Délicat et précieux, le spectacle que le TNP a destiné aux enfants en cette fin d'année ne manque pas de beauté. Mais laisse perplexe quant à la capacité de ce théâtre à faire honneur à son insigne de "populaire". Nadja Pobel
Utilisée chez Bergman, Fellini et même chez Truffaut (dans La Chambre verte), la lanterne magique est une résurgence des origines de la projection d'images que l'on peut voir exposée dans la Villa Lumière. Cet objet apparait en 1659 à La Haye dans le laboratoire d'un astronome, Christiaan Huygens. Pour la première fois, une image peut être diffusée et agrandie sur une surface lointaine, à partir d'une peinture sur plaque de verre, et éventuellement produire des effets de mouvements en superposant une autre figure et en en la faisant coulisser dans ce gros engin de bois. C'est toutefois au XIXe siècle que ce procédé connaitra un véritable succès. Ce sont alors surtout des dessins fantasmagoriques, des mises en forme de récits mythologiques, qui sont proposés.
Depuis 2010, Louise Moaty le réhabilite, sillonnant les routes pour le porter à la connaissance du public dans des conditions ancestrales, c'est-à-dire éclairé à la bougie (saluts compris !), et s'inscrivant là dans le travail qu'elle mène en collaboration avec le metteur en scène Benjamin Lazar qui lui aussi travaille cette esthétique, parfois de façon trop aride (Les Amours tragiques de Pyrame et Thisbé, passé par le TNP), parfois d'une manière parfaitement convaincante (Pantagruel, également vu à Villeurbanne).
Lueur
Louise Moaty a eu la belle idée de dessiner elle-même sur son support, en s'inspirant de musiques de Couperin. Et voilà que défilent un ban de poissons, des passants en ombres chinoises à Saint-Germain-en-Laye et même un voyage à Venise explorant toutes les possibilités de cet outil (un travelling sur la lagune, une profondeur de champ remarquable sur le pont des soupirs et un feu d'artifice qui s'anime !). Tout aussi incontestable est la qualité du concert livré par Violaine Cochard, claveciniste reconnue dont le toucher permet d'apprécier toute la fragilité et l'originalité de cet instrument.

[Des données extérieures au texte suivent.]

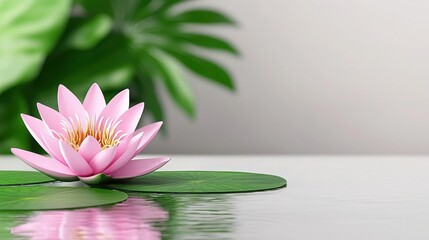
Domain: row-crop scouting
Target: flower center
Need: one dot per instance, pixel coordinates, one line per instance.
(103, 130)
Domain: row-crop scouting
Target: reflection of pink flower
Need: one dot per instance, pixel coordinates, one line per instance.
(92, 141)
(130, 220)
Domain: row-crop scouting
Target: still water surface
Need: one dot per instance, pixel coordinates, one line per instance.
(327, 197)
(142, 216)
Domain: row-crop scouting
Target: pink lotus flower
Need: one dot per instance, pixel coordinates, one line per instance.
(93, 142)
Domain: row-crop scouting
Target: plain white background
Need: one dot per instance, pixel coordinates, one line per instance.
(314, 77)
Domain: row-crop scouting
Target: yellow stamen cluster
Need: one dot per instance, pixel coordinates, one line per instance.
(103, 131)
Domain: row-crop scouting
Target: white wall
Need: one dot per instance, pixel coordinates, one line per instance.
(315, 77)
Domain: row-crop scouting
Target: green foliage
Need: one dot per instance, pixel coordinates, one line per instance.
(52, 197)
(142, 45)
(200, 182)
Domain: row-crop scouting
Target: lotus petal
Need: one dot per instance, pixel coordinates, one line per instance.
(45, 165)
(75, 161)
(94, 102)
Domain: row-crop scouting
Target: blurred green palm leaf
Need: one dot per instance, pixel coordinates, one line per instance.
(142, 45)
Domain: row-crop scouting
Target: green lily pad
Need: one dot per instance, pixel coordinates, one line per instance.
(22, 177)
(200, 182)
(51, 197)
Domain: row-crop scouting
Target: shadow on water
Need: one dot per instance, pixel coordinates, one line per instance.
(142, 216)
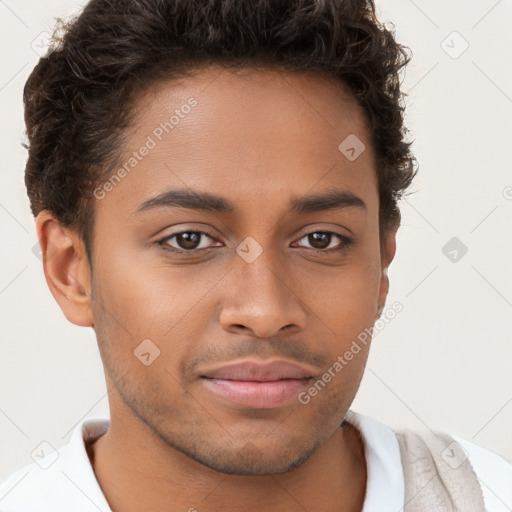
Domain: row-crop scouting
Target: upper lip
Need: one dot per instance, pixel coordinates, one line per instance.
(258, 371)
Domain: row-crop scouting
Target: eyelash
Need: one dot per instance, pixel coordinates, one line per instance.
(345, 242)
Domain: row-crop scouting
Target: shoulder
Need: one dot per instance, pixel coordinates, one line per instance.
(60, 481)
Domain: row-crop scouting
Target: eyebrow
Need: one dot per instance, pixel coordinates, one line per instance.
(205, 201)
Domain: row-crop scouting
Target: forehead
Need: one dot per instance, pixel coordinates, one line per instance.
(253, 135)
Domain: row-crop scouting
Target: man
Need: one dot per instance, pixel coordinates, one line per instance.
(215, 185)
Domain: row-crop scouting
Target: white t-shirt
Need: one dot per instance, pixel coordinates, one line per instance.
(64, 481)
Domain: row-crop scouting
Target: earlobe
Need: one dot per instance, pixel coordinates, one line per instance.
(66, 268)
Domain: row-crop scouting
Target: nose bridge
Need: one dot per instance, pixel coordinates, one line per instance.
(260, 295)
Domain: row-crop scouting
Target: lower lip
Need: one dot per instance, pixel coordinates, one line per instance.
(257, 394)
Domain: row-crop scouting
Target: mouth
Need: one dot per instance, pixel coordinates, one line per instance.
(257, 385)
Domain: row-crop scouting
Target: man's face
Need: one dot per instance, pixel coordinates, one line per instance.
(265, 283)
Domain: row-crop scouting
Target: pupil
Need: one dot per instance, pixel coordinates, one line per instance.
(188, 240)
(324, 239)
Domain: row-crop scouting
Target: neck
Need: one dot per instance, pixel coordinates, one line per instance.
(147, 475)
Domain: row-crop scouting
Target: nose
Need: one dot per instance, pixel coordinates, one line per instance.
(260, 298)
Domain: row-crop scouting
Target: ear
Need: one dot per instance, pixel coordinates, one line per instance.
(388, 250)
(66, 268)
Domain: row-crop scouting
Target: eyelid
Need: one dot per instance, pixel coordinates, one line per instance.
(344, 239)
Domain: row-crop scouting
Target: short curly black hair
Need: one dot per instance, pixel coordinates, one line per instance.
(79, 99)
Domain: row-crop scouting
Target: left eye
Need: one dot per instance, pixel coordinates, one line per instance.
(322, 240)
(188, 241)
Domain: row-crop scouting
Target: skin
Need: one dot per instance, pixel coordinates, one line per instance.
(259, 138)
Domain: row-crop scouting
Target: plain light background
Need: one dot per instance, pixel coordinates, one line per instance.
(444, 362)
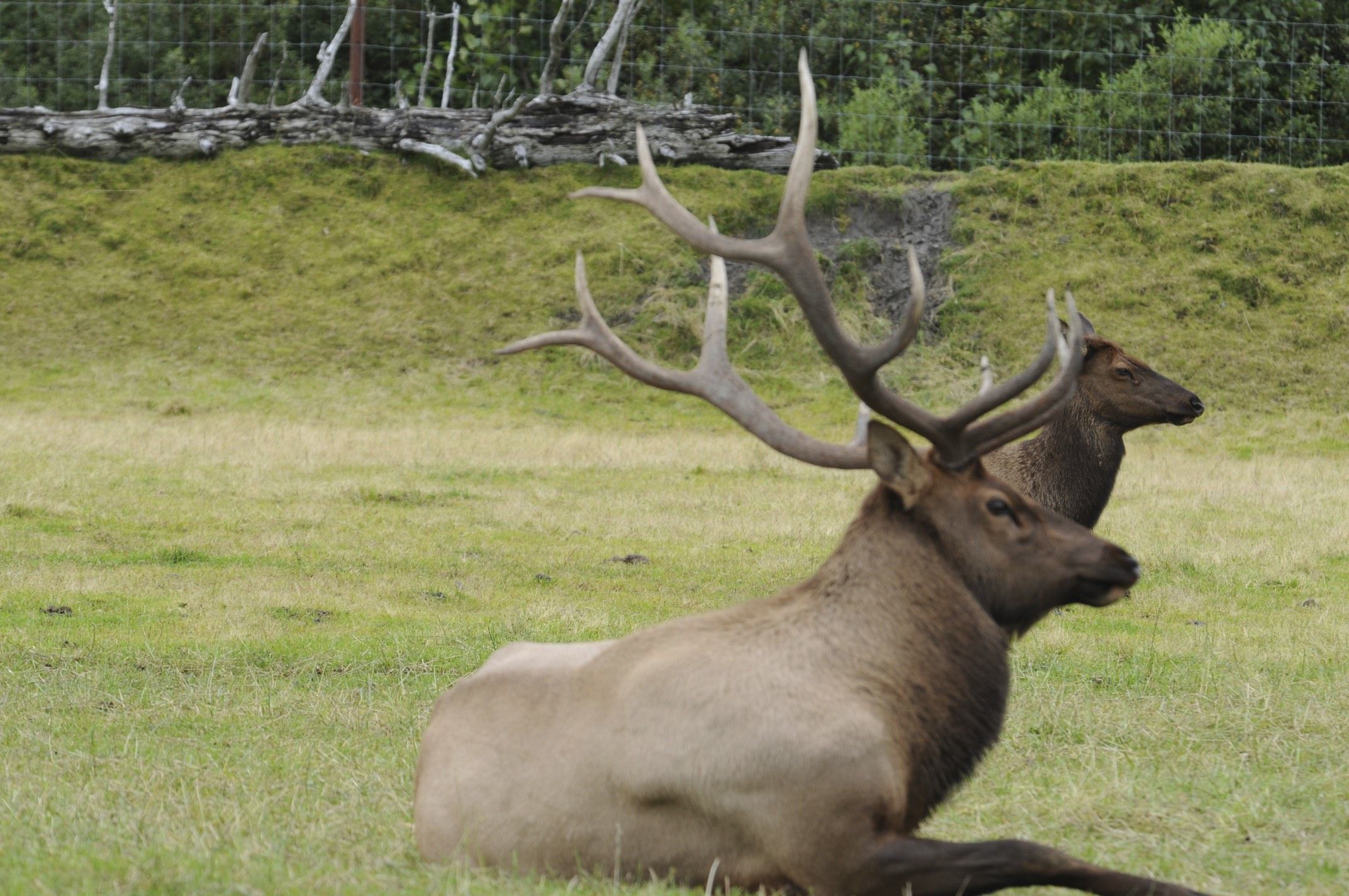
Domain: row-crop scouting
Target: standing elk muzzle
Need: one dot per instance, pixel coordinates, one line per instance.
(792, 742)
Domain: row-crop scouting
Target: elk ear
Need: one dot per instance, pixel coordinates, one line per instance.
(1088, 330)
(896, 463)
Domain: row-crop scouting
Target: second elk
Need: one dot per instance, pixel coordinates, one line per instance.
(798, 741)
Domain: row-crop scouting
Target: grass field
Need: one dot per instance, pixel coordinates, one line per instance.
(259, 504)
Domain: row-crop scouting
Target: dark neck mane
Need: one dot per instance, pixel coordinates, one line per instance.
(1070, 468)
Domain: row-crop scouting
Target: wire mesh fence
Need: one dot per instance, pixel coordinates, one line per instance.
(943, 86)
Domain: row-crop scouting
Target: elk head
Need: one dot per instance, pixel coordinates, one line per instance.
(1124, 392)
(1017, 557)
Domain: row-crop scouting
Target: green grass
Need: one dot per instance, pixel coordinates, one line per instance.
(264, 494)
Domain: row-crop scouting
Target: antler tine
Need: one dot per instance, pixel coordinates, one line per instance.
(788, 253)
(1009, 389)
(714, 323)
(658, 200)
(999, 431)
(864, 417)
(713, 379)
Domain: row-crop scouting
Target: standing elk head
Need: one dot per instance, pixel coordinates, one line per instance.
(1017, 557)
(1124, 392)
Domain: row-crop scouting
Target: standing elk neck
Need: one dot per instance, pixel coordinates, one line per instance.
(1070, 466)
(1073, 463)
(797, 741)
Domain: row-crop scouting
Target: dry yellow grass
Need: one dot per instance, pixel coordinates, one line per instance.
(262, 612)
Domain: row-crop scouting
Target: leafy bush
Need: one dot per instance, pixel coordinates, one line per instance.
(884, 125)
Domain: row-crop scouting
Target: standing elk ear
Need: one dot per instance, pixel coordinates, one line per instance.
(1088, 330)
(896, 463)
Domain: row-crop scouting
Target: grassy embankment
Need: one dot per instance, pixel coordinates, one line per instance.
(253, 439)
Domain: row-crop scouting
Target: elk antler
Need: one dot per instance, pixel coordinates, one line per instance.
(713, 379)
(957, 439)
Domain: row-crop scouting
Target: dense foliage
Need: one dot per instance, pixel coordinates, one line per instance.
(927, 84)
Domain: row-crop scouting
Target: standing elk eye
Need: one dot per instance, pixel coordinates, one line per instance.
(999, 508)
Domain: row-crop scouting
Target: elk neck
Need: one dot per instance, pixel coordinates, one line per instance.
(916, 642)
(1070, 466)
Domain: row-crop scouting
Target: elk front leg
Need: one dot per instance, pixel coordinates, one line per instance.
(911, 866)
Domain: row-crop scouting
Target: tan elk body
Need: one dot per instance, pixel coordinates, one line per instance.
(800, 740)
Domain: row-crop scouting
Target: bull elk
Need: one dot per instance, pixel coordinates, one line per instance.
(1072, 466)
(800, 740)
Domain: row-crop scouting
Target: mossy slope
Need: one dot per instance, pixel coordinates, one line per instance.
(330, 280)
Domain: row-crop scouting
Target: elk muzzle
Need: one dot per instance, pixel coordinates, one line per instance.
(1109, 578)
(1186, 411)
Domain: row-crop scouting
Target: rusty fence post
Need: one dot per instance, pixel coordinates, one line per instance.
(358, 52)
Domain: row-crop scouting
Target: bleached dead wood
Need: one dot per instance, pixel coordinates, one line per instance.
(327, 54)
(437, 153)
(450, 59)
(551, 130)
(617, 65)
(606, 45)
(250, 68)
(111, 8)
(555, 49)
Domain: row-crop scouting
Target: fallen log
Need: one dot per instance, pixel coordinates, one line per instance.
(548, 130)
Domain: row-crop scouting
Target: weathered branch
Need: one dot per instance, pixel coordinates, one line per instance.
(111, 7)
(327, 56)
(555, 49)
(605, 46)
(482, 142)
(432, 18)
(551, 130)
(617, 65)
(437, 153)
(177, 103)
(450, 57)
(250, 69)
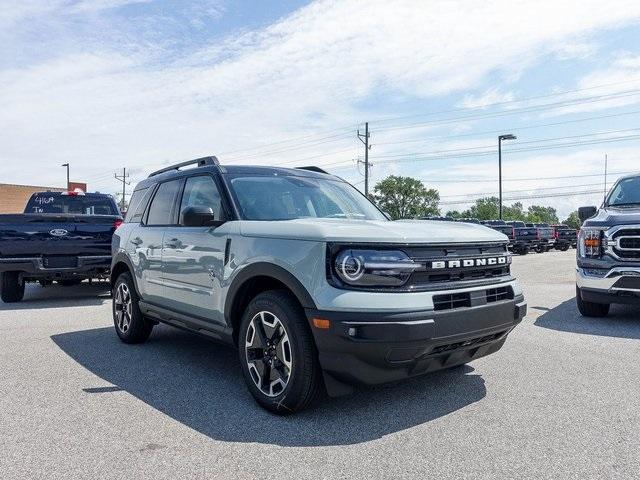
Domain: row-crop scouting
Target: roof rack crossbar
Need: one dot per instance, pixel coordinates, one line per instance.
(201, 162)
(313, 168)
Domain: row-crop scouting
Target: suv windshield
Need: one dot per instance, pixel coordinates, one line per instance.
(262, 197)
(625, 192)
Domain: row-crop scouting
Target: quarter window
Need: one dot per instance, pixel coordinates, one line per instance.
(161, 209)
(201, 191)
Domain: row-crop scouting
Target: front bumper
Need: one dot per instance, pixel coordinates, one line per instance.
(34, 267)
(619, 284)
(370, 348)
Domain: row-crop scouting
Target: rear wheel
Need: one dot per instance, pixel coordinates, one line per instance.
(11, 287)
(277, 353)
(131, 326)
(591, 309)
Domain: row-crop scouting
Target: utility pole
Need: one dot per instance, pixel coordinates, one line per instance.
(508, 136)
(606, 160)
(66, 165)
(367, 147)
(123, 178)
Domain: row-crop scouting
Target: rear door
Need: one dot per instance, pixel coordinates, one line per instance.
(145, 241)
(193, 257)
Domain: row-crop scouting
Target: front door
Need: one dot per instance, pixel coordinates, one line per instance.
(193, 257)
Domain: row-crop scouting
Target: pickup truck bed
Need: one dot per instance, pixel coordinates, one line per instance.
(46, 247)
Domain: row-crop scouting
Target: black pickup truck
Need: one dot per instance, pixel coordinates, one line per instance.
(61, 236)
(565, 236)
(525, 238)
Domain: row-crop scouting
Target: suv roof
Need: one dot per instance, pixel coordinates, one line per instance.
(211, 164)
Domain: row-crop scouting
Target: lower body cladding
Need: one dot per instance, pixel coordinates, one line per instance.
(619, 284)
(373, 348)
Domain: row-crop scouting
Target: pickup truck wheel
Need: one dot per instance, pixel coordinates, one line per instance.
(131, 326)
(277, 353)
(590, 309)
(11, 287)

Simplement d'images et de son, le spectacle est d'une délicatesse absolue. Mais il est aussi d'un anachronisme qui pose tout de même question. Car même s'il n'est pas rédhibitoire en tant que tel — surtout à l'heure où ce sont des écrans qui éclairent les chambres d'enfants — le TNP, qui affiche sur son fronton le doux qualificatif de populaire et qui, comme tous les autres lieux subventionnés, a pour mission d'accueillir tous les publics, semble ici faire acte de rétractation en ne tendant la main qu'aux enfants de ses abonnés. On espère que les chiffres de fréquentation nous contrediront.